星に願いを
翌日、天文部の週一回の定例会が開かれた。僕は当然、椿が現れるものだと思っていた。昨日のやり取りの続きを、心のどこかで期待していたのだ。
けれど、彼女は姿を見せなかった。
椿が部活を休むなんて、一体いつ以来だろう。彼女自身が情熱を注いでいた観望会、その準備の日に限って欠席するなど、予想すらしていなかった。
僕は無意識に、手元のペンを強く握りしめていた。
「先輩、今日の定例会で観望会の話をする予定でしたが……椿先輩がいないので、どうしましょうか?」
後輩が遠慮がちに声をかけてくる。彼女がいないという現実を改めて告げられ、胸の奥がぎゅっと痛んだ。
──僕は、何かを壊してしまったのだろうか。
椿が築いてきたものまで、失ってしまうような気がしてならなかった。
「予定通り進めよう。椿が立てた企画だから。」
自分に言い聞かせるように資料に目を落とす。彼女がいない今だからこそ、誰よりも率先して動かなければならない。
準備にはふたつの課題があった。
ひとつは僕が提案した「恋愛にまつわる星座の話」と、それに連動するプラネタリウム機材の投影準備。
もうひとつはビラに使用するキャッチフレーズの決定だった。
プラネタリウム機材については後輩の一人が、「椿先輩が手配済みです」と教えてくれた。その言葉を聞いた瞬間、彼女がちゃんと動いていたことを知り、胸がじんとした。
台本は天文に詳しい後輩が手早く草案を仕上げてくれた。アナウンス文で悩んだが、放送部の友人に無理を言って協力を得ることができた。
問題はチラシのキャッチコピーだった。
「……これで、どうでしょうか?」
後輩たちと議論を重ね、迷った末に決まったフレーズは──
『星に願いを。星空からの贈り物、お届けします。
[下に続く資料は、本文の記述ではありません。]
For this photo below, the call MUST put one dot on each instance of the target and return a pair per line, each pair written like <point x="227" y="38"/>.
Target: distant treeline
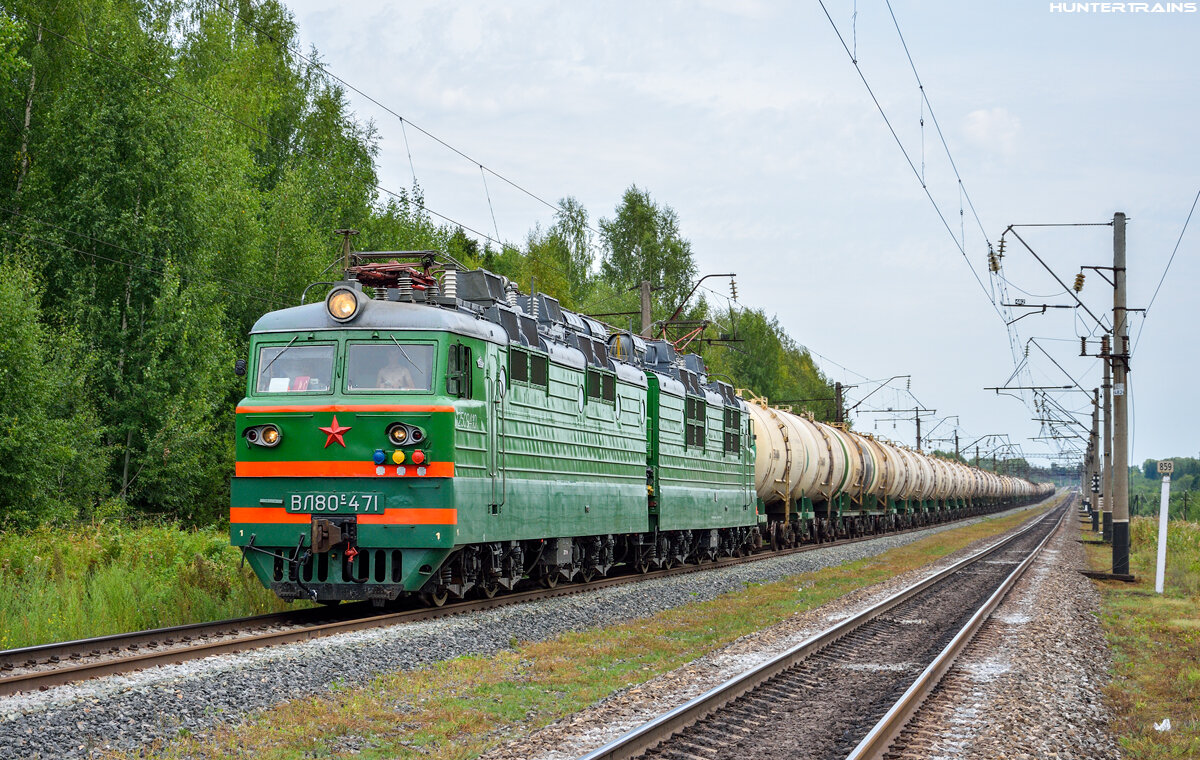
<point x="174" y="172"/>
』
どこか照れくさい言葉で、椿なら「甘すぎるな」と軽く笑いそうだったが、今の僕たちにできる精一杯だった。
デザインを担当した後輩が美術部の友人にすぐ連絡を取り、印刷前に椿にも確認してもらうことにした。
たった二時間の作業なのに、僕たちはぐったりと疲れてしまった。
椿はいつも、こんな手間を独りで背負ってきたのか。そう思うと、自然と窓の外に目が向いてしまった。
冬の空はすでに夕暮れの色に染まりかけていて、葉を落とした木々が静かに影を伸ばしていた。
その翌日も、僕は椿に会えることを期待して部室に向かった。
しかし、彼女は現れなかった。
さらにその次の日も、僕を迎えたのは静かで空っぽの部室だけだった。
カーテン越しに差し込む冬の光が、ただ静かに床を照らしていた。